С этими словами Анна вышла и с грохотом захлопнула за собой дверь.
Створки дверей комнаты следственной бригады она толкнула так сильно, что они ударились о стены.
— Ну, Мерфи, ну, гадина! — вне себя от ярости крикнула она. — Теперь он говорит, что Крамер — его соучастник, и из-за этого подлеца мне устраивают форменный допрос…
К ней подошел Блант:
— Тише, ерунда все это, они блефуют. Ты же знаешь, эти типы, адвокаты, имя себе создают, ясно же, что дело решенное и в любом случае Мерфи признают виновным. Просто они хотят растянуть дело, вот и все.

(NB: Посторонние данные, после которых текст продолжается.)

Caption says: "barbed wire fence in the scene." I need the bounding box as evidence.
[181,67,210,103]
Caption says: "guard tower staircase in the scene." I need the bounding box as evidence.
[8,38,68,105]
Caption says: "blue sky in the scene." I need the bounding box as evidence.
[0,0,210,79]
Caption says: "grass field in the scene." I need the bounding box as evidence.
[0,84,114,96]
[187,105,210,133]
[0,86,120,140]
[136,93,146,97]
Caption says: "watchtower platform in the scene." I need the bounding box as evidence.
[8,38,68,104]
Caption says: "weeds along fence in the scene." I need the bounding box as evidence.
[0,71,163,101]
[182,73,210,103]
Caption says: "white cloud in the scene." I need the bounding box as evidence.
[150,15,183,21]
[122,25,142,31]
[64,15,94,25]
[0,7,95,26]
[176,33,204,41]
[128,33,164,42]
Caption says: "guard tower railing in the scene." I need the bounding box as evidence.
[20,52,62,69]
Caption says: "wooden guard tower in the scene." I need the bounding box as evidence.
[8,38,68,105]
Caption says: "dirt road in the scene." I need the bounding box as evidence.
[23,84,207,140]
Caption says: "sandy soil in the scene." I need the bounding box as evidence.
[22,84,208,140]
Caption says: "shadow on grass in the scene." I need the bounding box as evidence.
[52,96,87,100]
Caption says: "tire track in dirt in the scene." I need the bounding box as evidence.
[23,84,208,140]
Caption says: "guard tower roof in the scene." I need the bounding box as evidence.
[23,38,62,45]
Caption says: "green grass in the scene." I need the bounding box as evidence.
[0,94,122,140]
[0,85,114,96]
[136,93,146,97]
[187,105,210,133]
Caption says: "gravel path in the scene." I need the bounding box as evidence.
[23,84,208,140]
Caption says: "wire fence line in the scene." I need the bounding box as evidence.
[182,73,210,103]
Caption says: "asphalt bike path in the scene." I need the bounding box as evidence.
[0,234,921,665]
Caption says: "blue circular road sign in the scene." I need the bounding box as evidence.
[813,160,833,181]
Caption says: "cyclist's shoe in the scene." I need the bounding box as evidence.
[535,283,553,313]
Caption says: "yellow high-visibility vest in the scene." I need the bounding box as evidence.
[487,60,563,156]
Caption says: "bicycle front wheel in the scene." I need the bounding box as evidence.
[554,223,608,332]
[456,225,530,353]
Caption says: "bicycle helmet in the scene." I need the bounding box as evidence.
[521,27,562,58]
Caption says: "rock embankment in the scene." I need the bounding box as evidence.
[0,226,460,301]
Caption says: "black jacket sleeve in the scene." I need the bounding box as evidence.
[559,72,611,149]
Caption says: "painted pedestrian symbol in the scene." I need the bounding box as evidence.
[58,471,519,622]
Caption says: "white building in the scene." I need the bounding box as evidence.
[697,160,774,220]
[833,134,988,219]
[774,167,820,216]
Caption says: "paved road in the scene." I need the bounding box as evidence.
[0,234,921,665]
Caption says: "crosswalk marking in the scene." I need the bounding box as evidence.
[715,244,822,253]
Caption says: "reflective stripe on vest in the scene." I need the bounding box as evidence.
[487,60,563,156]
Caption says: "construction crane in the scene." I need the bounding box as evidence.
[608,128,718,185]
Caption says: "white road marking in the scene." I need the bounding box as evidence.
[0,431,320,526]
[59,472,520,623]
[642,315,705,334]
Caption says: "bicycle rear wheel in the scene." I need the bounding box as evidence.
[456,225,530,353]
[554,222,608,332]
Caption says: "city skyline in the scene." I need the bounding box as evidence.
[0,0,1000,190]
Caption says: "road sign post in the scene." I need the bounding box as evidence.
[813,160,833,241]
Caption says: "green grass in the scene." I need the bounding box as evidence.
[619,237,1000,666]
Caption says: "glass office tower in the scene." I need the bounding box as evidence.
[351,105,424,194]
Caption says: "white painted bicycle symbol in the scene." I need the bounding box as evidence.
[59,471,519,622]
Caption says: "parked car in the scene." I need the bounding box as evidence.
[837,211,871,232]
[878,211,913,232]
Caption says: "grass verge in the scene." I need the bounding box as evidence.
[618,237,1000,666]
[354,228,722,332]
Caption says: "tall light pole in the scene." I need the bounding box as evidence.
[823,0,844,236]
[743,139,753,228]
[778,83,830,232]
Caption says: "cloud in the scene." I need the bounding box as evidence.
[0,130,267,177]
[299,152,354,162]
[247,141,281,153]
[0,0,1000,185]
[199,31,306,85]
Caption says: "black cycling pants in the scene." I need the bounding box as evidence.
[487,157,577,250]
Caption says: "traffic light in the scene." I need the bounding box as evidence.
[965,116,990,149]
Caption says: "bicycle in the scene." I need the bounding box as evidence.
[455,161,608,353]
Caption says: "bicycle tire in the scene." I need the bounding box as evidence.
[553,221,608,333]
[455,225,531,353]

Анна уперлась руками в бока:
— Господи, как же он меня взбесил!
Брендон сказал:
— Я тебе говорил, тот еще фрукт. Чего он хотел?
Блант протянул ей чашку с их действительно неважнецким кофе, и она пересказала весь свой разговор.
Брендон ухмыльнулся:
— А вдруг ты и правда взяла фотографию?
— Да нет же! Она сама мне ее дала!
— Значит, эта корова врет, и Мерфи тоже врет, ну и плевать. У нас есть надежное свидетельство экспертизы и есть признание этой мрази в убийстве. Если он сейчас начал толочь воду в ступе, значит, дело затягивается, суд откладывается, деньги тратятся, и все из государственного кармана!
Разозленная Анна быстро выпила кофе.
— Съезжу-ка я к ней и разузнаю, с чего это вдруг она вздумала так бессовестно врать.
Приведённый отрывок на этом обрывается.